The following article was written by my friend and colleague Alonso Duralde. You can learn more about him HERE.
What’s New on DVD/Blu-ray/4K in December: Guillermo del Toro’s Pinocchio, Clue, Columbo, and More
NEW RELEASE WALL
Guillermo del Toro’s Pinocchio (The Criterion Collection): In recent years, we’ve seen filmmakers from Roberto Benigni to Robert Zemeckis try and fail to come up with a new spin on the classic Carlo Collodi puppet-who-becomes-a-boy story, but del Toro’s staggeringly original take finally emerges from the huge shadow of the beloved Disney adaptation. Working in stop-motion animation for the first time, the director brings his trademark sense of wonder and horror to the tale, and the results are unforgettable.
The Creator (20th Century/Disney): This rare non-IP science-fiction movie delivered on the visuals, even if the screenplay and performances didn’t always keep pace.
Dumb Money (Sony Pictures Home Entertainment): This The Big Short–style comedy takes several angles to look at the pandemic phenomenon of everyday investors boosting the fortunes of GameStop when Wall Street speculators were preparing to feed on the company’s corpse.
The Exorcist: Believer (Universal Pictures Home Entertainment): Having worked his way through a revamp of John Carpenter’s Halloween, David Gordon Green sets his sights on another influential horror franchise.
Five Nights at Freddy’s (Universal Pictures Home Entertainment): One of the fall’s sleeper hits was this video-game adaptation, starring Josh Hutcherson as the night watchman at a long-closed and extremely creepy Chuck E. Cheese–esque pizza emporium.
Indiana Jones and the Dial of Destiny (Lucasfilms/Disney): Harrison Ford takes one more lap as the legendary adventurer, well supported by a game Phoebe Waller-Bridge.
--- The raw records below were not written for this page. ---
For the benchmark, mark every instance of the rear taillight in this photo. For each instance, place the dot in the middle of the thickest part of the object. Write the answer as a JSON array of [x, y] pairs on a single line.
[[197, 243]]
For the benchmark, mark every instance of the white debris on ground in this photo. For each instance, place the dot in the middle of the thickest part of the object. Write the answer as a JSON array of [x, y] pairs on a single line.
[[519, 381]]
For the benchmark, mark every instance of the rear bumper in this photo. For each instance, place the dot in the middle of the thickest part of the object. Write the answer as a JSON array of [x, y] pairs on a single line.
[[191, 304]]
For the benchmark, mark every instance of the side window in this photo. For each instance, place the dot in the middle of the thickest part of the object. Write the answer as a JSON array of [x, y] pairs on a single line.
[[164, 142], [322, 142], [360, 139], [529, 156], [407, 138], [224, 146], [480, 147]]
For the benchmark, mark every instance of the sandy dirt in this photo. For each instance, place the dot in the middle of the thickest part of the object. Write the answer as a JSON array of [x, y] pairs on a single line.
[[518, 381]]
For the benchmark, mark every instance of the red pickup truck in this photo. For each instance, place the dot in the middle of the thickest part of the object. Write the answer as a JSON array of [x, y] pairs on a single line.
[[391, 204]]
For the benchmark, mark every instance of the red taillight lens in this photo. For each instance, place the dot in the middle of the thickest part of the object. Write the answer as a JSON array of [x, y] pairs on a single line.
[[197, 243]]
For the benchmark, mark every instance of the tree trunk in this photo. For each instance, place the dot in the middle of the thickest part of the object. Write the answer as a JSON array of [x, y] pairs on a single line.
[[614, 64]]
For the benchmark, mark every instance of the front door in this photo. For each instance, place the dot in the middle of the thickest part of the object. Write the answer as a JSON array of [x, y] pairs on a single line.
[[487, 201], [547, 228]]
The Mandalorian: The Complete First Season / The Mandalorian: The Complete Second Season (Disney): The barrage of Star Wars and MCU series on Disney+ threaten to be too much of a good thing for fans, but this Jon Favreau effort is solidly entertaining and old-fashioned – and spawned the “Baby Yoda” phenomenon.
PAW Patrol: The Mighty Movie (Paramount Home Entertainment): The popular kiddie franchise removes the stench of “copaganda” by turning the canine characters into superheroes.
The Persian Version (Sony Pictures Home Entertainment): Maryam Keshavarz’s autobiographical comedy captures her life as the daughter of Iranian immigrants but also poignantly tells her mother’s tumultuous story.
Teenage Mutant Ninja Turtles: Mutant Madness (Paramount Home Entertainment): Studio animation is going to some uncharted places in a post–Spider-Verse universe, and this Seth Rogen–produced spin on the venerable franchise takes full advantage of those visual liberties.
Weird: The Al Yankovic Story (Shout Studios): “Weird Al” turns his own biography into a parody, just as he’s done for decades with other people’s songs, and the results are bold and brilliant.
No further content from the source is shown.